Y hay teorías que ya están pensando así. 

Una dice que el espacio —eso donde están las cosas— no es liso, sino una especie de malla microscópica. Como si el universo estuviera tejido. Otra, la famosa Teoría de Cuerdas, propone que las partículas no son bolitas, sino cuerdas diminutas que vibran. No se trata de causas, sino de cómo vibran. Y otra idea aún más radical: que todo lo que existe —la materia, el espacio, el tiempo— no es más que información. Bits. Como un ordenador, pero cósmico. 

La famosa “corriente de desplazamiento”, entonces, quizá no sea una cosa que exista. Ni corriente, ni desplazamiento. Solo una necesidad matemática para que la ecuación de Maxwell no se venga abajo entre las placas del condensador. 

Y no pasa nada por admitirlo.
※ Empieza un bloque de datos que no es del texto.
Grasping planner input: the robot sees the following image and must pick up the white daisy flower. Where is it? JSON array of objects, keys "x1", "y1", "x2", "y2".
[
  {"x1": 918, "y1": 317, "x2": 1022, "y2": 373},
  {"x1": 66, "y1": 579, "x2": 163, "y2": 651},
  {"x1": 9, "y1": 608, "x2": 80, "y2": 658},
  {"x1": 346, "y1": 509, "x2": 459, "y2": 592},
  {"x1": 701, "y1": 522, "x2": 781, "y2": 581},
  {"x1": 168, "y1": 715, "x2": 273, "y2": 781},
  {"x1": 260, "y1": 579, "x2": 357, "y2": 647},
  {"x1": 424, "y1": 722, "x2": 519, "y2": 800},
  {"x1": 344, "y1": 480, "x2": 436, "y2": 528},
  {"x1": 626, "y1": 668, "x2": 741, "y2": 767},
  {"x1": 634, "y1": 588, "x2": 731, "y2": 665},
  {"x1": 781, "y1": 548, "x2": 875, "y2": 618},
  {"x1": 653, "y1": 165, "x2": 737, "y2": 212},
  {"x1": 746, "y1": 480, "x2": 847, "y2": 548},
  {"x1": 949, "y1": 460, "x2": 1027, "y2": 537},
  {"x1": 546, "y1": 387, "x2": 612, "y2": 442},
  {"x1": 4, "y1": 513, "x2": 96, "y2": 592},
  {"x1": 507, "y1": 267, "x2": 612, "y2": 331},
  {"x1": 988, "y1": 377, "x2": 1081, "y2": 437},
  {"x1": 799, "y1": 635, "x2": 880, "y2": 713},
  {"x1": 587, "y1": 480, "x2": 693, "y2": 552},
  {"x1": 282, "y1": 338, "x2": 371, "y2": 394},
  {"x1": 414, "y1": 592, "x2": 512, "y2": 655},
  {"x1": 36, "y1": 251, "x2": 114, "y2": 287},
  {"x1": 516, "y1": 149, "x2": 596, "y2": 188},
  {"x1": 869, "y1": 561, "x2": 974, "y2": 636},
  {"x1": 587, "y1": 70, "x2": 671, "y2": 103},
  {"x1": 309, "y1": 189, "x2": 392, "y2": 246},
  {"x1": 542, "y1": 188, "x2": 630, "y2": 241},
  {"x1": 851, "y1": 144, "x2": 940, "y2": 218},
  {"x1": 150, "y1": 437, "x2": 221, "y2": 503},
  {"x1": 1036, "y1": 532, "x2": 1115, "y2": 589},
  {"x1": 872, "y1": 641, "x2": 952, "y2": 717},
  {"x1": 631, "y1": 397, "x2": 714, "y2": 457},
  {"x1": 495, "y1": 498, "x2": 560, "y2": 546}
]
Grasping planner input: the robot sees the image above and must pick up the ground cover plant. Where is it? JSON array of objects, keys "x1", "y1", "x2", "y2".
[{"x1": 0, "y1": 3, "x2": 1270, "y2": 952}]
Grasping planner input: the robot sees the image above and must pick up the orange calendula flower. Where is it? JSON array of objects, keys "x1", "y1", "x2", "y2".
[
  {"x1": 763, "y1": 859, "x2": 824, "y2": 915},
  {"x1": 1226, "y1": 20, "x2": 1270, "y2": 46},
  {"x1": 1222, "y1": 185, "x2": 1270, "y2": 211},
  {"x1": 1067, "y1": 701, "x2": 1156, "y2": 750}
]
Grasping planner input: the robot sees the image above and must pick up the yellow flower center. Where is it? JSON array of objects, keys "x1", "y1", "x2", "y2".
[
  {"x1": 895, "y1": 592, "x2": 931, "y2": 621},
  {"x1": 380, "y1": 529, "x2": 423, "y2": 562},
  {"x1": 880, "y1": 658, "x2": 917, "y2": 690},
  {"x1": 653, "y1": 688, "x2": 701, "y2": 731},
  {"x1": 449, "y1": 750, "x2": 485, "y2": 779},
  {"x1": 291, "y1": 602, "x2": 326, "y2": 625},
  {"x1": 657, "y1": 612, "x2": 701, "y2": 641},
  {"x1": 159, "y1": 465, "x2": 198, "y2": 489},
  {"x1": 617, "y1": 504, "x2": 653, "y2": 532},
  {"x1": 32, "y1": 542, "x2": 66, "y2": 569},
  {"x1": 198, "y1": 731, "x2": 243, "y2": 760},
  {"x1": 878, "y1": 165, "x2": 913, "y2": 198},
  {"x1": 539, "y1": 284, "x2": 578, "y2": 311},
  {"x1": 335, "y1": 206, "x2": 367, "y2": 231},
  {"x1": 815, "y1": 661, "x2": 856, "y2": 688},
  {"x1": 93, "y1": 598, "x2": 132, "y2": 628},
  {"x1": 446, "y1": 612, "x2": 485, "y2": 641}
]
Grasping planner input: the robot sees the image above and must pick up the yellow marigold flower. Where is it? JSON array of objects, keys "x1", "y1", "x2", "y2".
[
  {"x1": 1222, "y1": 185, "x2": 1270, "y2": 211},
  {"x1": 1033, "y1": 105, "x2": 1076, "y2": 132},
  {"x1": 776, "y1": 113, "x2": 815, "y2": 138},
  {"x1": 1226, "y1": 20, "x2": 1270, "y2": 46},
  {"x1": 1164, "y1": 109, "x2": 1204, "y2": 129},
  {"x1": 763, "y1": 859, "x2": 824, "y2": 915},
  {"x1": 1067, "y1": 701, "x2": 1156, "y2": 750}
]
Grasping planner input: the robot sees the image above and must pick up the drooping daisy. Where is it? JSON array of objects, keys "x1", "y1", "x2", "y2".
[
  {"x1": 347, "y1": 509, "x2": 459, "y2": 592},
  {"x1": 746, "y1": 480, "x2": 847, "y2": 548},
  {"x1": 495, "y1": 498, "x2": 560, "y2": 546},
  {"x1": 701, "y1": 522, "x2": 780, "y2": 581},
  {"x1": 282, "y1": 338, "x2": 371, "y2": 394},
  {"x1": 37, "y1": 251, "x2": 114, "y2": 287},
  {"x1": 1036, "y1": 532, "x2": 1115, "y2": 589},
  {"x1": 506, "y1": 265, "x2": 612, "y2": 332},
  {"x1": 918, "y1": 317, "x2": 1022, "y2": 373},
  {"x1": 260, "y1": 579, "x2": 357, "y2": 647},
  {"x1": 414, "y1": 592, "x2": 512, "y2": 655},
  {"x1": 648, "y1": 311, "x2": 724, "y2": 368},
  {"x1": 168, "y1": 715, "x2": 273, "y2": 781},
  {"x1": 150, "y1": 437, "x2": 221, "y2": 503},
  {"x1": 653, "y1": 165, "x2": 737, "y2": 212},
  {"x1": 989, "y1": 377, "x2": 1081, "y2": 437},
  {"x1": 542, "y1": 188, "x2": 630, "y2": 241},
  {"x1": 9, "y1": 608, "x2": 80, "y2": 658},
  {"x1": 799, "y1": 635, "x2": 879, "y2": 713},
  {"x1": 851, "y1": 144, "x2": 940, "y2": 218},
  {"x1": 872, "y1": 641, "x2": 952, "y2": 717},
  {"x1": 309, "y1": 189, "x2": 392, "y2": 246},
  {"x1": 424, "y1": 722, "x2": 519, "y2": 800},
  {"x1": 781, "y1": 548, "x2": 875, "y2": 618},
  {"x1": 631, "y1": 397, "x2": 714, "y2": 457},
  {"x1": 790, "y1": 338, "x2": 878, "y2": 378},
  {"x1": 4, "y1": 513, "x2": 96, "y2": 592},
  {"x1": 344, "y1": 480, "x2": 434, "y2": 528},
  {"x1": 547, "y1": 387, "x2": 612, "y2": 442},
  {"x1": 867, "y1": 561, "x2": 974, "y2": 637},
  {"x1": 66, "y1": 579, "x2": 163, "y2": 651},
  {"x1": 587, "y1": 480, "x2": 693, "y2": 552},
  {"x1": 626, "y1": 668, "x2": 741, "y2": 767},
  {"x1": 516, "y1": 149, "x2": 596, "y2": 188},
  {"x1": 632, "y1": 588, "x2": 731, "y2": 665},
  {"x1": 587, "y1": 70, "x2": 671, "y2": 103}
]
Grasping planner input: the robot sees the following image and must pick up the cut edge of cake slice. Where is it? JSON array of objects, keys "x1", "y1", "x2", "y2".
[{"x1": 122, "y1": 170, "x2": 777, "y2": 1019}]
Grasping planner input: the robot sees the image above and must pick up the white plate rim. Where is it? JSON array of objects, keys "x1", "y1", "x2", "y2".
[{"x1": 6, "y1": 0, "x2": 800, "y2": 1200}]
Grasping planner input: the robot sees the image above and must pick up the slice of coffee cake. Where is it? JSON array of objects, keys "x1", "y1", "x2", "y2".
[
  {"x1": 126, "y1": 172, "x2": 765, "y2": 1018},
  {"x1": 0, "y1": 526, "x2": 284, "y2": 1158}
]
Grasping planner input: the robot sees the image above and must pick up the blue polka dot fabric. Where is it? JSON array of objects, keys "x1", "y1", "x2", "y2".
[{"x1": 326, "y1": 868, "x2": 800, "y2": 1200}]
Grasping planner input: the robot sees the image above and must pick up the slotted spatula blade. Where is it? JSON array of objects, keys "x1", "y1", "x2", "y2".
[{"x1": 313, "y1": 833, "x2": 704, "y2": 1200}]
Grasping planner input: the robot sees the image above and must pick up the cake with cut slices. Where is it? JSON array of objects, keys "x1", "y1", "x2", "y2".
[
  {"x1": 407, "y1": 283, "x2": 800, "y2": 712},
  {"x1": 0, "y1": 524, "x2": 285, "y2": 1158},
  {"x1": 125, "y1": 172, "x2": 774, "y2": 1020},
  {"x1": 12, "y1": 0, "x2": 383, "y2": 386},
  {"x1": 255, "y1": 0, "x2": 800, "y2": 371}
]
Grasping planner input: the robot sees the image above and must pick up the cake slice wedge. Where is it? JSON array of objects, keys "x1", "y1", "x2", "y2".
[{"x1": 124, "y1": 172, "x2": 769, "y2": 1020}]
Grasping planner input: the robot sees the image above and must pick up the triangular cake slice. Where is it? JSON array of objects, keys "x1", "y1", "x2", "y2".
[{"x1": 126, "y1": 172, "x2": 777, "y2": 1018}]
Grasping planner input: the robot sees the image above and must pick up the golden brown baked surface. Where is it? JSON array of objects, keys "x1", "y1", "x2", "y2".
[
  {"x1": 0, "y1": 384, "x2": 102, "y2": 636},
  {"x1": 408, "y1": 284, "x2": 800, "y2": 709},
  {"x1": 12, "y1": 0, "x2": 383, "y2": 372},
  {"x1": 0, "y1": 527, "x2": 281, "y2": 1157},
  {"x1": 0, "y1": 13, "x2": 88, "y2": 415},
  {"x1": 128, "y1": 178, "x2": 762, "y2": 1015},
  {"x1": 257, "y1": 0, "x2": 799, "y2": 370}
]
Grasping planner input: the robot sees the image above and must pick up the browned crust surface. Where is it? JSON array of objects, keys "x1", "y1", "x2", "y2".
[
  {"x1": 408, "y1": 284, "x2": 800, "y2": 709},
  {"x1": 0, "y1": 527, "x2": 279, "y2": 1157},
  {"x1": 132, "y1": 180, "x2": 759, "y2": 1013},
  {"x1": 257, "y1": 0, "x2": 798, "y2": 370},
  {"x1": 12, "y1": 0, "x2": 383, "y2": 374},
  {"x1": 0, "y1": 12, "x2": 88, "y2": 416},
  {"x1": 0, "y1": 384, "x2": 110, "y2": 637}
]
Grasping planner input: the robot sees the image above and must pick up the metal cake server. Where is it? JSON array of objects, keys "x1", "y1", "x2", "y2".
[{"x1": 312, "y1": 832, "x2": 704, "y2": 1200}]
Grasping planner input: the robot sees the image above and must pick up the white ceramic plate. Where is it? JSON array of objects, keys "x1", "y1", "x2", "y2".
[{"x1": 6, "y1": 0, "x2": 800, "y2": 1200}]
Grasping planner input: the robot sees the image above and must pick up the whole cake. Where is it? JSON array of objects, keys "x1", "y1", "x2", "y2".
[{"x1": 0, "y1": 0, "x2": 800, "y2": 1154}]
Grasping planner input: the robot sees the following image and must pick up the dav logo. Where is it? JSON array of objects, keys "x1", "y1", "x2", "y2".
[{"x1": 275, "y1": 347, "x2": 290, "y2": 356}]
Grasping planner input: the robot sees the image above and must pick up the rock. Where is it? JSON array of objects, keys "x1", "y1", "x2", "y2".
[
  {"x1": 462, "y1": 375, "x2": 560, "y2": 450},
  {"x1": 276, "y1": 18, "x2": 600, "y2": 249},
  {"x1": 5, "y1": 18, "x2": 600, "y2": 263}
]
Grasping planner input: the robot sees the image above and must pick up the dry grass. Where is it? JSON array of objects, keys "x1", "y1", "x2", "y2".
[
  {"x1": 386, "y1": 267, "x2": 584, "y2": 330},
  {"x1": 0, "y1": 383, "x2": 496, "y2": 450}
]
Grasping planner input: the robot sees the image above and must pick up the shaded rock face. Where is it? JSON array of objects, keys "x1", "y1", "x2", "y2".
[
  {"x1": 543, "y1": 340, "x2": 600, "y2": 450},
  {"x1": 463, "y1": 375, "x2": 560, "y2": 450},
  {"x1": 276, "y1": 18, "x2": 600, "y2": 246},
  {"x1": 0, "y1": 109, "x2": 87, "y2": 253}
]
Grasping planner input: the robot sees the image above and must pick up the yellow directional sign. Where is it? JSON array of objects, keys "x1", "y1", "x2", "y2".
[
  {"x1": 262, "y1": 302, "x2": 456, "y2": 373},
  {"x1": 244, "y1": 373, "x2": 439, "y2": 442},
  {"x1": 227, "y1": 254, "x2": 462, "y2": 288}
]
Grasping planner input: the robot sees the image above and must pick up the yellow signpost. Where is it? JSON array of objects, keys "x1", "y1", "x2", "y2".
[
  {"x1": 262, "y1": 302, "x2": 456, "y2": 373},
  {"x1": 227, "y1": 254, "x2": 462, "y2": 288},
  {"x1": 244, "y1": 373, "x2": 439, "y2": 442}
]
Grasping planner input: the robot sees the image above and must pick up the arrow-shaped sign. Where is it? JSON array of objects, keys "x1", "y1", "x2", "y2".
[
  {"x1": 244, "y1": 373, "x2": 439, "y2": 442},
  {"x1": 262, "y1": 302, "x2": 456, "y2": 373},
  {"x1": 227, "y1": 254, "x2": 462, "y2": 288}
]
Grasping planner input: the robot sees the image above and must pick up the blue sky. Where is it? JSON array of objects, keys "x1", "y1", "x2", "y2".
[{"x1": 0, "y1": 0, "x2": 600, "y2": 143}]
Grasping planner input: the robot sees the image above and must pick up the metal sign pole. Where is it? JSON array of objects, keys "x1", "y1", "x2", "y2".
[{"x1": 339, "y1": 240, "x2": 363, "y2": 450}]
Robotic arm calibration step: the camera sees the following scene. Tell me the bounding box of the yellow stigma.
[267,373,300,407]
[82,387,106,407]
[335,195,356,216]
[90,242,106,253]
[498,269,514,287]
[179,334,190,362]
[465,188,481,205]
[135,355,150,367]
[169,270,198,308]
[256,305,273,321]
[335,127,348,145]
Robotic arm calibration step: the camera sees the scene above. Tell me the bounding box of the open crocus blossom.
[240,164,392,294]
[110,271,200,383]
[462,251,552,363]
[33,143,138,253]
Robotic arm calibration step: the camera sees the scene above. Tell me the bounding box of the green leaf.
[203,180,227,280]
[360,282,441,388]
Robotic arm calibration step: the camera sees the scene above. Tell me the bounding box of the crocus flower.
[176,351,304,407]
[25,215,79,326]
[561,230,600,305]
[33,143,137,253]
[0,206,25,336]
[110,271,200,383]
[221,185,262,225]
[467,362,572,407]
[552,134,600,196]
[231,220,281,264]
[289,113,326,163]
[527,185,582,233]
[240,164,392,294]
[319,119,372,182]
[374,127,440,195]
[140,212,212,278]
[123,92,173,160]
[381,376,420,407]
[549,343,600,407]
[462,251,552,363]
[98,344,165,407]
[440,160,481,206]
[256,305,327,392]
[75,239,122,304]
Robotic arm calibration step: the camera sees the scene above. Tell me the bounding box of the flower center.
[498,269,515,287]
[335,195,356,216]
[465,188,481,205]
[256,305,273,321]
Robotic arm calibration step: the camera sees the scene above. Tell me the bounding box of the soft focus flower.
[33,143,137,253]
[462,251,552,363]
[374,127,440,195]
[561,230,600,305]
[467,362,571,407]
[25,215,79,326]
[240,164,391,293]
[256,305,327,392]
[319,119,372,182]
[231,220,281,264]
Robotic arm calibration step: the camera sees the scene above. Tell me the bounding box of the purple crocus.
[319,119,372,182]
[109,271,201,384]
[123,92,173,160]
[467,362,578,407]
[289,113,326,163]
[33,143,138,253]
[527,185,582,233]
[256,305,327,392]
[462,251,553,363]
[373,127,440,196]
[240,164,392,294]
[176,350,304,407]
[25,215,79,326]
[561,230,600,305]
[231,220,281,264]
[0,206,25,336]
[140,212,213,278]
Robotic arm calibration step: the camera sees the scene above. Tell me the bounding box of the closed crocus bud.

Lo que sí pasa es cuando dejamos de cuestionar este tipo de cosas. Cuando confundimos que el modelo funcione con que la realidad esté bien descrita. Cuando nos acomodamos en fórmulas que predicen, pero no explican. Porque eso —esa comodidad arrogante— es lo que empieza a oler mal. 

Quizá el error esté en las raíces. En haber metido a la fuerza ideas viejas —determinismo, causalidad lineal, espacio como escenario absoluto— en una física que ya no las necesita. Como seguir vistiendo a una teoría cuántica con chaqueta newtoniana. Como si el universo tuviera la obligación de ser comprensible con las herramientas mentales del siglo XIX. 

Y mientras tanto, aceptamos “corrientes invisibles” sin protestar. Ponemos nombres elegantes a lo que no entendemos y seguimos adelante, como si eso bastara. Como si tapar el agujero fuera igual que arreglarlo. 

Pero la física —la buena física— no debería construirse sobre atajos conceptuales ni sobre el miedo a decir “no lo sabemos”. Debería ser valiente. Capaz de romper sus propios moldes. De soltar lastre. De reconocer que algunas de sus preguntas siguen atrapadas en un marco que ya no sirve. 

Hoy, como estudiante y como persona que decidió empezar de cero, tengo claro que lo importante no es tener todas las respuestas. Lo importante es no dejar de hacer las preguntas incómodas. 

Porque solo cuando reconocemos los límites de lo que creemos entender, empezamos de verdad a aprender algo nuevo.